The Long Weekend by Adrian Tinniswood

I’ve been having a marvelous time over the past couple of weeks slowly reading this delightful book a chapter per day before I go to bed. I have always been fascinated by stately homes, and particularly how they fared in the early years of the twentieth century, after and between the wars, with so many families struggling financially, servants hard to come by and a large number of heirs being killed while fighting. The National Trust came to the rescue of many stately homes that were at risk in these years, but many were dismantled, destroyed or left to become ruins, as another book I have been very much enjoying leafing through as a companion volume, England’s Lost Houses, details in heartbreaking photographs. However, The Long Weekend shows that the country house was certainly not dead after 1918; far from it. The chapters explore different aspects of the actual upwards trend in buying, renovating and building country houses in the interwar years, with author Adrian Tinniswood arguing that the wars caused an upswing in the purchasing of country estates, renovations of castles and crumbling Jacobean piles by enthusiastic antiquarians, and the building of large new homes in the countryside thanks to tumbling land prices and a swelling of patriotism and renewed interest in the traditions of rural life after the First World War.

The country house buyers, owners, inheritors and renovators of these interwar years fell into distinct camps. There were those who wanted country life but with all mod-cons, transforming old piles into sleek, modern party palaces complete with infinity pools and striking, racy interior décor, or building startling white and chrome Art Deco mansions to replace unfashionable, draughty Victorian piles that needed too much work doing to make them suitable for contemporary life. Then there were those, such as Lord Astor, with a romanticised view of the past, buying up tumble-down castles and Tudor and Jacobean mansions and restoring them brick-by-brick, taking delight in hunting for architectural salvage taken from the many houses being torn down during these years to recreate a historically authentic look. Most often, however, there were people looking for a slice of country life on a pared-down scale, building manageably sized bolt-holes that allowed them to be lord-of-the-manor without having to look after tenants and keep half their rooms draped in dust sheets. They went to architects like Lutyens, who built some marvelous smaller stately homes in the inter-war years, in a mixture of Arts and Crafts and Neo Georgian styles that suited the nostalgia of the time.

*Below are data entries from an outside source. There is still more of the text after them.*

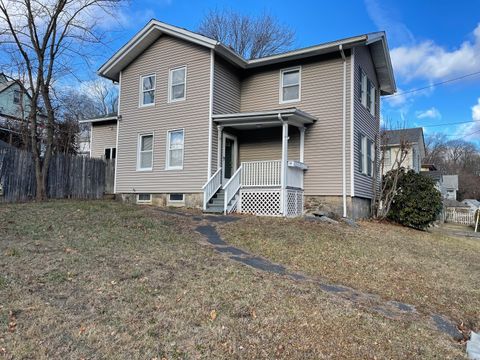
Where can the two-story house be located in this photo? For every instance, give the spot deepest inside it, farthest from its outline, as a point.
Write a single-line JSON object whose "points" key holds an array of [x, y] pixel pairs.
{"points": [[198, 125], [14, 106], [410, 142]]}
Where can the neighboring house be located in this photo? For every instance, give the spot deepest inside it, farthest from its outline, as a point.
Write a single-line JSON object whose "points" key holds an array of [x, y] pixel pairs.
{"points": [[198, 125], [472, 203], [14, 108], [449, 187], [446, 184], [410, 139]]}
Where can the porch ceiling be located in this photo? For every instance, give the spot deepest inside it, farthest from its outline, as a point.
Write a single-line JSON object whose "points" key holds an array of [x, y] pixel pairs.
{"points": [[265, 119]]}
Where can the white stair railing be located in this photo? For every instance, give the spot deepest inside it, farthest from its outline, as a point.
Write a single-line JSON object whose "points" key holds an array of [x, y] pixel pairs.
{"points": [[211, 187], [231, 189]]}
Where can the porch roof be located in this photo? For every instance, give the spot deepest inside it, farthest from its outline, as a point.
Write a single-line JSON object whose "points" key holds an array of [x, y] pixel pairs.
{"points": [[263, 119]]}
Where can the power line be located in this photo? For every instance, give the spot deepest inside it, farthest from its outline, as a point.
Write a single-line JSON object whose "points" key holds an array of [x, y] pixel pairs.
{"points": [[456, 123], [433, 85]]}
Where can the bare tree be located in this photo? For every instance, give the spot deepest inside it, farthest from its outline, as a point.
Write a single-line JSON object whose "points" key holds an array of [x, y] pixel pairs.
{"points": [[48, 35], [251, 37]]}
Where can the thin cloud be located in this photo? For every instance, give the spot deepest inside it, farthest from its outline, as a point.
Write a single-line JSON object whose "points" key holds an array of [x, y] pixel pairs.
{"points": [[431, 113], [428, 60]]}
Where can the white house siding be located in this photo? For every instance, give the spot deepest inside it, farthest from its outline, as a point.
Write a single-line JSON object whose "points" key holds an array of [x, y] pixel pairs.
{"points": [[103, 136], [364, 122], [192, 115], [322, 97]]}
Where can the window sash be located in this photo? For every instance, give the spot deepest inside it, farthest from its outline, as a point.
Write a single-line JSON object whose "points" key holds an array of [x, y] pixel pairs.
{"points": [[178, 84], [148, 89], [290, 83], [145, 155], [176, 141]]}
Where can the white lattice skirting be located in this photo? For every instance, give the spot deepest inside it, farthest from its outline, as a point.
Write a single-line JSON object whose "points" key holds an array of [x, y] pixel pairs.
{"points": [[267, 202], [294, 202]]}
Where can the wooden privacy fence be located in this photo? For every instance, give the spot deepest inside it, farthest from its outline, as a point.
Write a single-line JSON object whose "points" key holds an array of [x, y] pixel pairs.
{"points": [[68, 176], [459, 217]]}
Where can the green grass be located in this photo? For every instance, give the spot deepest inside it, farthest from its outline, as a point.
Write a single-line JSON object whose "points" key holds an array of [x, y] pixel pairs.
{"points": [[106, 280], [434, 272]]}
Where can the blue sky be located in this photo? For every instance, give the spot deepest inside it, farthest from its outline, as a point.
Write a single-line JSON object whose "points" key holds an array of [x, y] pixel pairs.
{"points": [[430, 41]]}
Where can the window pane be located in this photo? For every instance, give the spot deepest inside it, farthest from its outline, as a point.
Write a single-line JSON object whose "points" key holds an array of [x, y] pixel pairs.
{"points": [[144, 197], [178, 76], [146, 160], [291, 78], [290, 93], [178, 91], [149, 97], [147, 143], [148, 82], [176, 197], [176, 158], [176, 140]]}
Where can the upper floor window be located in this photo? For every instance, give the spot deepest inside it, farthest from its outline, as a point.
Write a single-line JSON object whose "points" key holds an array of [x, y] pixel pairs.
{"points": [[177, 80], [147, 90], [367, 92], [16, 96], [110, 153], [175, 143], [145, 152], [290, 85]]}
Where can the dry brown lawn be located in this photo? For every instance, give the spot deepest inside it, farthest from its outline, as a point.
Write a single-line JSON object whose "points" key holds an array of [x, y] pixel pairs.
{"points": [[102, 280], [435, 272]]}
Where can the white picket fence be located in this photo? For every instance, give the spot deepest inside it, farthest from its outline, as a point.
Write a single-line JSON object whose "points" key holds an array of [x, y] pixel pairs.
{"points": [[459, 217]]}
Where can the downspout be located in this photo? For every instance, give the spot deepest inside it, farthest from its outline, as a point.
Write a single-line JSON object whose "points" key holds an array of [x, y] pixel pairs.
{"points": [[344, 131], [283, 168]]}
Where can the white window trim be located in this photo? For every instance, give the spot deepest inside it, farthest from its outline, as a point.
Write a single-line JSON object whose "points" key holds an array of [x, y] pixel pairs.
{"points": [[363, 150], [176, 201], [111, 148], [139, 145], [141, 91], [167, 161], [170, 84], [149, 201], [280, 90]]}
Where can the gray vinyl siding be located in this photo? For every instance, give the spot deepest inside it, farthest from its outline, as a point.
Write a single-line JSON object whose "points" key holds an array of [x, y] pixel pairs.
{"points": [[364, 122], [192, 115], [266, 144], [321, 96], [103, 136], [226, 97]]}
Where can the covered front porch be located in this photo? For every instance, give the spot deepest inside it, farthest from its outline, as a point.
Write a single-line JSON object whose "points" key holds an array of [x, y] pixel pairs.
{"points": [[259, 170]]}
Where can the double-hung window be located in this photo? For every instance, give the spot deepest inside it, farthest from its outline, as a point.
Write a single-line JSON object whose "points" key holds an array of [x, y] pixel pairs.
{"points": [[290, 85], [145, 152], [366, 160], [175, 144], [367, 93], [147, 90], [16, 96], [177, 84]]}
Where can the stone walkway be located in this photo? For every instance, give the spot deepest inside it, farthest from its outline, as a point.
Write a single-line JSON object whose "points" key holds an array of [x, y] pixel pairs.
{"points": [[205, 225]]}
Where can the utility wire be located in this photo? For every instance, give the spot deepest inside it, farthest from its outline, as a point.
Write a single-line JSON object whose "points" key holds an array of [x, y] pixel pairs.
{"points": [[433, 85], [456, 123]]}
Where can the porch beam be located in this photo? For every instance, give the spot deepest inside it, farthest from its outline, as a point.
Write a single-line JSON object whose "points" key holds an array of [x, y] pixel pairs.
{"points": [[284, 167], [302, 143], [219, 146]]}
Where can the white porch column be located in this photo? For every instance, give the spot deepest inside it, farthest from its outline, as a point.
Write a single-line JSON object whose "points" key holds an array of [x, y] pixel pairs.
{"points": [[284, 168], [219, 146], [302, 143]]}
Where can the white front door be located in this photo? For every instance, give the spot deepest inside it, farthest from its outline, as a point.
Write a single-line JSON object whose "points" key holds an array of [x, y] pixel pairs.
{"points": [[229, 156]]}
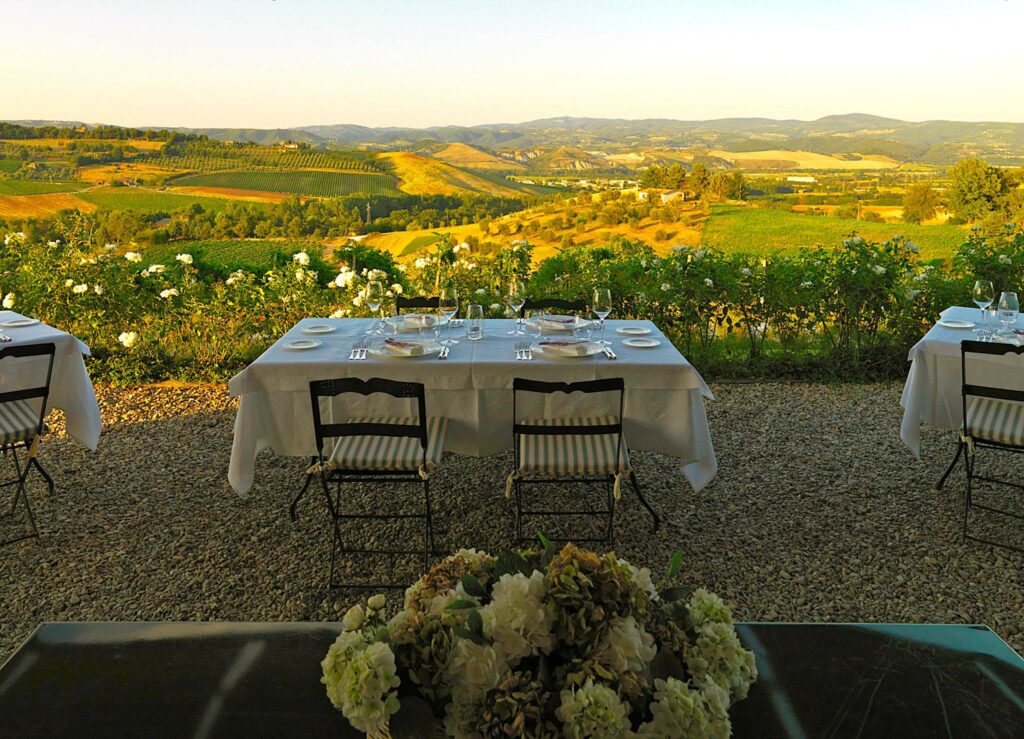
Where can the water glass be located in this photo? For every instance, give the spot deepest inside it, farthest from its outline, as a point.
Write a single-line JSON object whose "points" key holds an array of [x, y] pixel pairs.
{"points": [[474, 321]]}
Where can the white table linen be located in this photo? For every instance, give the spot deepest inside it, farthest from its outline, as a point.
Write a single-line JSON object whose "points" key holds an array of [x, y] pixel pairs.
{"points": [[71, 388], [665, 396], [932, 393]]}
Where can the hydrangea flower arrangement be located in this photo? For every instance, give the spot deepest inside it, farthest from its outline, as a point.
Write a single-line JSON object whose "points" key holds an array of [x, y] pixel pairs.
{"points": [[541, 643]]}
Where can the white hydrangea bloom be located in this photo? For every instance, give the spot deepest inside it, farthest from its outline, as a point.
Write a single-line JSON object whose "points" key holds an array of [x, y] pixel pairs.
{"points": [[681, 710], [517, 619], [593, 711], [626, 647]]}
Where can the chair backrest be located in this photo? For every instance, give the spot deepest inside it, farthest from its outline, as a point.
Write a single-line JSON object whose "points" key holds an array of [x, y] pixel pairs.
{"points": [[332, 388], [589, 386], [576, 306], [417, 303], [985, 391], [36, 391]]}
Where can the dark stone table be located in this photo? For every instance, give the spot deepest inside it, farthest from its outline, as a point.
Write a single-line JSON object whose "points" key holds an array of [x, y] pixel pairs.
{"points": [[219, 680]]}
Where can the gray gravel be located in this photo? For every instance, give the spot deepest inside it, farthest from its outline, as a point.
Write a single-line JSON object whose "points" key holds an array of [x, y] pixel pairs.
{"points": [[818, 514]]}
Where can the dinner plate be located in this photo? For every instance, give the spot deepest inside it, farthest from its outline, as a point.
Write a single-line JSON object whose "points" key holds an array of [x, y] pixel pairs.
{"points": [[633, 331], [302, 344], [383, 350], [592, 348], [18, 322], [641, 343]]}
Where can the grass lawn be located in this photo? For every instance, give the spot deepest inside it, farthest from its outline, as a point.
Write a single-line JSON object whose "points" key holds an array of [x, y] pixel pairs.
{"points": [[147, 201], [761, 230]]}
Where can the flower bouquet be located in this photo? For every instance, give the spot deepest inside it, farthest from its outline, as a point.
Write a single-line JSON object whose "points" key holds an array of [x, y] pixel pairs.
{"points": [[541, 643]]}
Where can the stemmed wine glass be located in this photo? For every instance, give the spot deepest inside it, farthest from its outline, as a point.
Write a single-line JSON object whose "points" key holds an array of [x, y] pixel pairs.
{"points": [[375, 298], [1009, 308], [448, 304], [601, 307], [983, 296], [515, 299]]}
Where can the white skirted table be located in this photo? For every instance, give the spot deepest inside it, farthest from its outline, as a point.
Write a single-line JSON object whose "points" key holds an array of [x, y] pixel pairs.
{"points": [[71, 388], [664, 408], [932, 393]]}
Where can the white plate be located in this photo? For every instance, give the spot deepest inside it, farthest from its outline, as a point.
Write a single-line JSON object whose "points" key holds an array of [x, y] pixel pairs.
{"points": [[18, 322], [592, 348], [382, 350], [641, 343], [632, 331], [302, 344]]}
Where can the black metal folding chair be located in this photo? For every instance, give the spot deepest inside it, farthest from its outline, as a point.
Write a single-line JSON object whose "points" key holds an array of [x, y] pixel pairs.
{"points": [[571, 306], [993, 419], [376, 450], [587, 449], [419, 303], [23, 424]]}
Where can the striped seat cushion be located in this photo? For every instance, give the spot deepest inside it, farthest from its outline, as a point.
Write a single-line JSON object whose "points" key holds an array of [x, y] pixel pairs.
{"points": [[571, 454], [18, 422], [994, 420], [395, 453]]}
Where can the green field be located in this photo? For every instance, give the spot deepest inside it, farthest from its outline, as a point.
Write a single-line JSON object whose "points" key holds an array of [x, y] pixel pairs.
{"points": [[36, 187], [252, 254], [762, 230], [146, 201], [305, 182]]}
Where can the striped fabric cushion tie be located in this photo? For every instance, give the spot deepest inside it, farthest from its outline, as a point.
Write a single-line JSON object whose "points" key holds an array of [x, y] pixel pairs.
{"points": [[18, 422], [392, 453], [995, 420]]}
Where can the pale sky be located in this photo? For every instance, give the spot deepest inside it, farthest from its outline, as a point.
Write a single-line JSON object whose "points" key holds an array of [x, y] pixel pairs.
{"points": [[269, 63]]}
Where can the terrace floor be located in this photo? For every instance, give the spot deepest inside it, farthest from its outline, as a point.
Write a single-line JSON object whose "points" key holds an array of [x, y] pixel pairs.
{"points": [[818, 514]]}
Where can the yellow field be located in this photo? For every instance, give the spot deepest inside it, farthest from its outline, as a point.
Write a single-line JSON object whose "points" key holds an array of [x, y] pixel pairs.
{"points": [[61, 142], [118, 170], [461, 155], [801, 160], [423, 176], [39, 206]]}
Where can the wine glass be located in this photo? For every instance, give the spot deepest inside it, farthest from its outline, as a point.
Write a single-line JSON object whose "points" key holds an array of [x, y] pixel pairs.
{"points": [[515, 299], [375, 298], [1009, 308], [448, 304], [983, 296], [601, 307]]}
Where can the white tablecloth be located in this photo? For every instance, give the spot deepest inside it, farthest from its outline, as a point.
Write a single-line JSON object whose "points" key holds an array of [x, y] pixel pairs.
{"points": [[71, 389], [472, 388], [932, 392]]}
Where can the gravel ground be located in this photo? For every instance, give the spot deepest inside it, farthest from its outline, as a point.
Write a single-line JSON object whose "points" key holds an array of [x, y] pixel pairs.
{"points": [[818, 514]]}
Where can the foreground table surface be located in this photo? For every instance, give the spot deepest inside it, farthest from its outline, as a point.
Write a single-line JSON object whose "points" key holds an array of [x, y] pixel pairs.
{"points": [[665, 396], [218, 680]]}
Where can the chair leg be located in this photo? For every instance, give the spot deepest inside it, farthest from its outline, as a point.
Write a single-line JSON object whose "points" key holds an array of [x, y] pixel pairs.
{"points": [[942, 480], [643, 501]]}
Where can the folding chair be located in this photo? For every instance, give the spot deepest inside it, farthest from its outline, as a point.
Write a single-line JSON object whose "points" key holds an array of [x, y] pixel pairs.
{"points": [[993, 419], [572, 306], [377, 450], [418, 303], [23, 414], [588, 449]]}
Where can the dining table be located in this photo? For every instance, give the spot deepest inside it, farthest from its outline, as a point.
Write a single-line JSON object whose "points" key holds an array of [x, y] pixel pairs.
{"points": [[471, 387], [932, 394], [71, 388]]}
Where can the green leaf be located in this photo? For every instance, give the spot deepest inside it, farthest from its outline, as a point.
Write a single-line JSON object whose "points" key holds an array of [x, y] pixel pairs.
{"points": [[677, 565], [473, 587]]}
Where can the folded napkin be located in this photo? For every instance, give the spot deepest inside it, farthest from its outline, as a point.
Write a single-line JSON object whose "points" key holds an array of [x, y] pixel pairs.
{"points": [[404, 347], [568, 348]]}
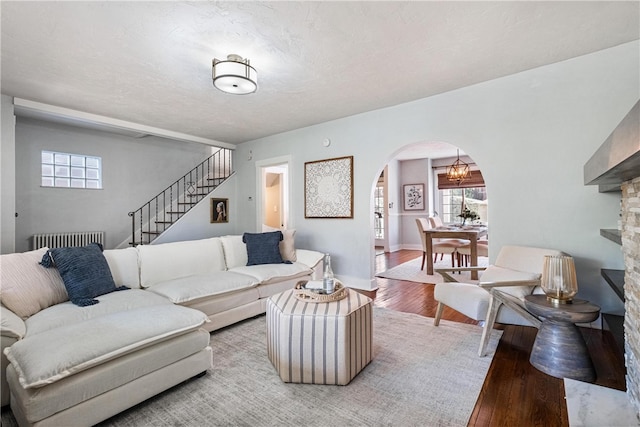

From how country homes were designed and decorated to how the people who lived in them travelled, partied and adapted their pre-war ways of life to the post-war world, The Long Weekend covers every area of perceivable interest, in lavishly illustrated detail. Of course, it wasn’t all glitz and glamour; for all those people who were doing up and living it up in the inter-war years, there were plenty who were just about hanging on, making do with freezing rooms, no electricity, mold running down the walls and having to sell a painting every few months to pay the bills. I always find it fascinating when I go to a National Trust or English Heritage property, to see how properties were modernised – or not – during the twentieth century, and it’s always the bathrooms of the unmodernised ones that fill me with horror. Invariably absinthe green, with water-stained, chipped cast iron baths, toilets that look like something out of a horror movie, and a damp chill oozing from the walls, I can’t imagine what it must have been like to get up on a cold January morning and have to get ready in one of them! As lovely as some of the places Adrian Tinniswood describes must have been, I remember reading in Jessica Mitford’s Hons and Rebels about how impossible it was to sleep in most stately homes at the time, with central heating being largely nonexistent, and bedrooms so cold you could see your breath. If you weren’t one of the stately home owners in the pre-war period with bags of cash, I can imagine life was actually rather miserable!